• çoğu bilimsel makale çevirisinde, artık çevirenin anlamını bilmemesinden midir bilmiyorum, türkçe'ye de in situ olarak çevrilen sözcük. ingilizce bir makalede karşılaştığım, anlamını öğrenmek için baktığım hiç bir ingilizce, fransızca ve italyanca sözlükte de bulunmuyan sözcük aynı zamanda (gerçi fazla kasmadım; ayrıca latince bir sözlük de bulamadım).
  • bir seyin yerinde incelendigini ya da halledildigini gosterir. ornegin kaplanlari dogal ortaminda incelemek gibi.

    (bkz: in vivo)
    (bkz: in vitro)
  • yerine, ikame anlamlarına gelir.

    bilimsel makaleler için literatürdeki mevcut denklem, yöntem ya da düşünce şekline yeni bir bakış açısı getirildiği, aynı sonuca çıkan başka bir yol önerildiği anlamına gelmektedir.
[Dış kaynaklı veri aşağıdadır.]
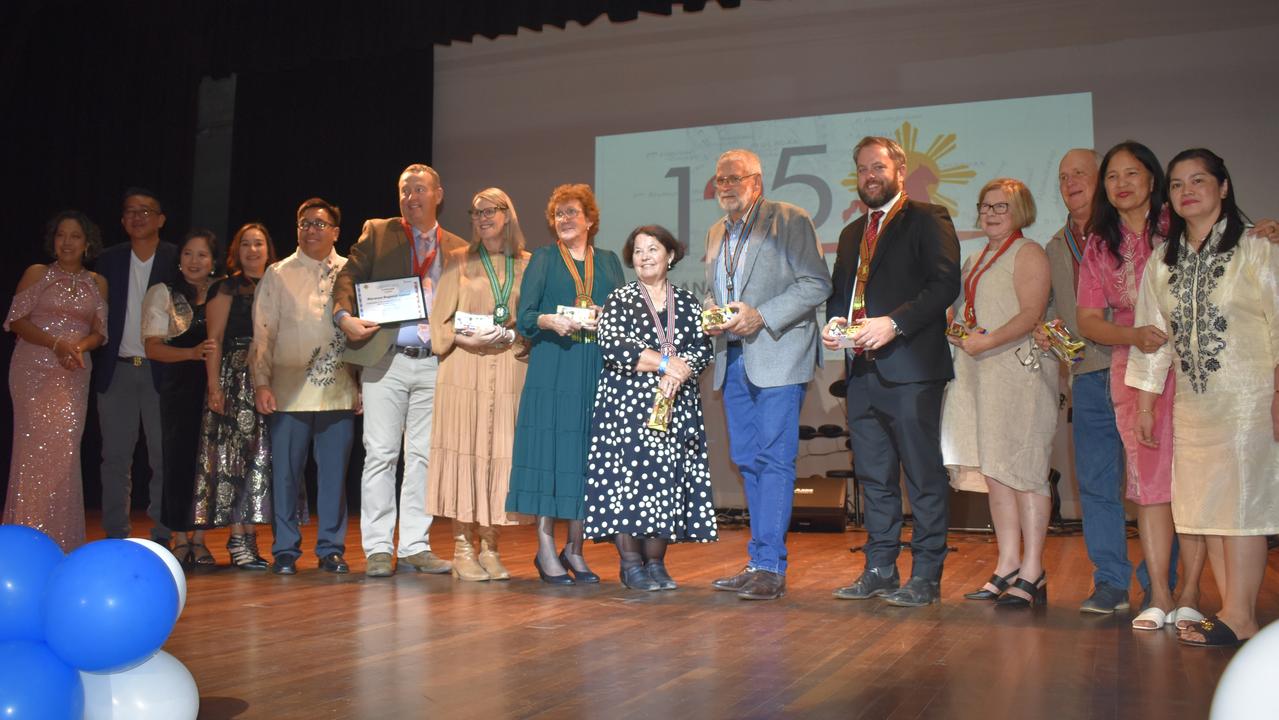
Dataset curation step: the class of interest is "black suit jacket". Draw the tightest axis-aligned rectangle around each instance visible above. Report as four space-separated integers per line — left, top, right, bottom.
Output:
826 200 959 382
93 240 178 393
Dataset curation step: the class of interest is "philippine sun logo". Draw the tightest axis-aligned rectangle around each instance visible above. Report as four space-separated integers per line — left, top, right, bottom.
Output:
839 121 977 223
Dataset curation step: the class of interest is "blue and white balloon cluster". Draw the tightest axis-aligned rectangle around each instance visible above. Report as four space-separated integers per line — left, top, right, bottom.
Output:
0 526 200 720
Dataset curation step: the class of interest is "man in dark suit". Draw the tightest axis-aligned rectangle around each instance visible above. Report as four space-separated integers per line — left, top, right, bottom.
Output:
93 188 178 545
333 164 467 577
822 137 959 607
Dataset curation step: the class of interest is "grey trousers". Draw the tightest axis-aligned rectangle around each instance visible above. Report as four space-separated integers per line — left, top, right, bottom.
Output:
97 361 171 542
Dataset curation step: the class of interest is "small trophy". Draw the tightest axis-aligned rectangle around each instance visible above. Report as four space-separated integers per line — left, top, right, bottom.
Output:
1044 322 1083 364
645 387 675 432
702 306 737 333
830 317 866 348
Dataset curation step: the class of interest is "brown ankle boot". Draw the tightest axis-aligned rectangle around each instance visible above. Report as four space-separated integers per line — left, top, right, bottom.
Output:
453 522 489 582
480 526 510 581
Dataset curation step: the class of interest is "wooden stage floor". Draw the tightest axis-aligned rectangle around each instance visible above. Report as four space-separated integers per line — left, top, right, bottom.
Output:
104 517 1279 720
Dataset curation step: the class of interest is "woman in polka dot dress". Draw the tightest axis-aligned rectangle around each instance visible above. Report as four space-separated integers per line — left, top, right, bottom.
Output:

    genellikle ''an in situ'' şeklinde başlayan bilimsel makalelerde tamamen yeni bir yol ya da mevcut yöntemin bir kısmının değiştirilerek geliştirildiği bir öneri-görüş ortaya atılmış demektir.
  • arkeoloji biliminde de kullanılan bir terimdir. arkeolojik bir buluntunun ilk çıkarıldığında dış etkenler tarafından zarara uğramamış halidir. bulunan ilk hali diyebiliriz.
  • biyolojide
    bir şeyin tam olarak yerinde incelendiğini anlatmak için kullanılır.
    (örnek olarak bir hücrenin bulunduğu organda iken incelenmesi bir "in situ" incelemedir.)

    kimyada
    kimyada birçok kararsız molekül vardır ve bunlar kullanılmak için in situ üretilirler.

    tıpta
    kanser in situ tek bir yerde bulunan kanser demektir. bu tip bir kanser,
    nerde bulunduğuna bağlı olmakla beraber, genelde cerrahi ile alınabilir.
    tedavi edilmesi istenen bir gene sağlıklı bir genin dışarıdan direkt olarak verilmesi anlamında kullanılır.
    örneğin; kistik fibrosis hastalığının tedavisi için sağlam gen aerosol yoluyla verilir. melanomda ise deriye enjeksiyon yoluyla verilir

    arkeolojide
    bir bulgunun tahrip edilmemiş ve yeri değiştirilmemiş bir halde bulunduğunu belirtir. (örnek olarak tarihi eser kaçakçılarının kazıp çıkardıkları, sonradan bulunmuş eserler "in situ" değildir.)

    kaynak : vikipedia
  • lat. yerinde.
    in situ concerete, yerinde dokulen beton.
  • tıpta da kullanımı vardır. kabaca kanserli hücrelerin ortaya çıktığı dokuyu henüz aşmamış olan evresini ifade eder.
    (bkz: karsinoma in situ)
  • türkçe'ye "yerinde yapım" olarak çevrilebilir..
  • "yerinde üretim" gibi bir anlamı var. özellikle robot ve 3d print teknolojisinin mimaride kullanılmaya başlamasıyla birlikte "prefabrikasyon" tanımına zıt olarak "in-situ" tanımı gelmiştir.

    artık klasik yapım teknikleri önümüzdeki yıllarda yavaş yavaş yerini 3 boyutlu devasa printerlara bırakacak. printer dediysek baya robotlar aslında. bildiğin apartman, köprü, villa falan yapıyolar. (basıyolar)

    örnekler için buyrunuz :
    - 5 katlı bir apartman 1
    - villa 2
    - köprü 3

    edit : sabahın 3 ünde makale yazmaya çalışan beynimden dökülen seçkileri okudunuz.